We implemented a soft-clustering NMF approach to cluster protein-binding sites. We showed that the binding sites cannot always be clustered well by hierarchical clustering with three cut tree methods (i.e. dynamic tree, dynamic hybrid, and static) (Additional file 1: Figure S9). For instance, we identified 18 distinctive RBP groups using CLIP-seq data obtained from HEK293/HEK293T cell lines. However, the conventional methods (i.e. hierarchical clustering) only identified five clusters (Additional file 1: Figure S9), which are all included by the 18 clusters we identified. On the other hand, many well-supported known interactions were only detected by our method. For instance, the HNRNP, FBL-NOP56-NOP58, and AGO-TNRC6 groups are well-known interactions [13, 36, 52,53,54], which were successfully identified by our method, not the conventional clustering. Sometimes, two subunits of the same complex do not crosslink with the same efficiency. Our NMF method would also detect such binding site if the signal of one RBP is weak while the others are strong, because it considers the overall binding strength of the whole RBP group.

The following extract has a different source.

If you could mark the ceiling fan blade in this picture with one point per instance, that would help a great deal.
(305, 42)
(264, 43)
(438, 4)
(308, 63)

Our method has its limitations. We assume that overlap of peaks from proteins in the same pathways might indicate true binding sites. However, it could also be shared noise caused by the experimental or systematic bias. We would miss many single RBP-related binding sites because we only aim to find binding sites associated to RBP groups. We sacrificed the sensitivity and completeness to ensure the confidence of the final set. Some binding sites that cannot be detected by the current CLIP-seq experiments were also missed because our analyses did not predict new binding sites that cannot be identified from CLIP-seq data. In this paper, we used overlapped peaks defined by two computational tools (i.e. Piranha and PARalyzer); therefore, we would miss some true peaks identified by one method only. The accuracy of our results would also be significantly affected by false negatives caused by many other factors [55].

We found that our clustering approach could group together protein–RNA binding sites that have related biological functions. However, they could also be introduced by biological or technical artifacts. For instance, 41 out of 48 RBP data were produced by PAR-CLIP in HEK293/HEK293T, except for a few HITS-CLIP data for DGCR8, HNRNPA1, HNRNPA2B1, HNRNPF, HNRNPH1, HNRNPM, and HNRNPU. Using our method, HNRNPs were grouped together (Fig. 3d), which could be caused by either similar biological function of proteins in HNRNP family or technical batch effect. Still, among these HITS-CLIP RBPs, DGCR8 and HNRNPs were clustered into two different groups. In addition, we generated a new dataset consisting of different technologies to show that our method is able to cluster together RBPs in the same protein family without influence of technical bias (Additional file 1: Figure S11). We also noticed that RBPs characterized by different experimental studies could be clustered in the same group. For example, group 4 contains RBPs from two studies, GSE34996 [36] and GSE23694 [56], and group 9 contains RBPs from three studies, GSE43573 [52], GSE28865 [53], and GSE21578 [13]. These results suggest that our method is robust and can overcome the inconsistencies and heterogeneities related to individual sample processing and analysis.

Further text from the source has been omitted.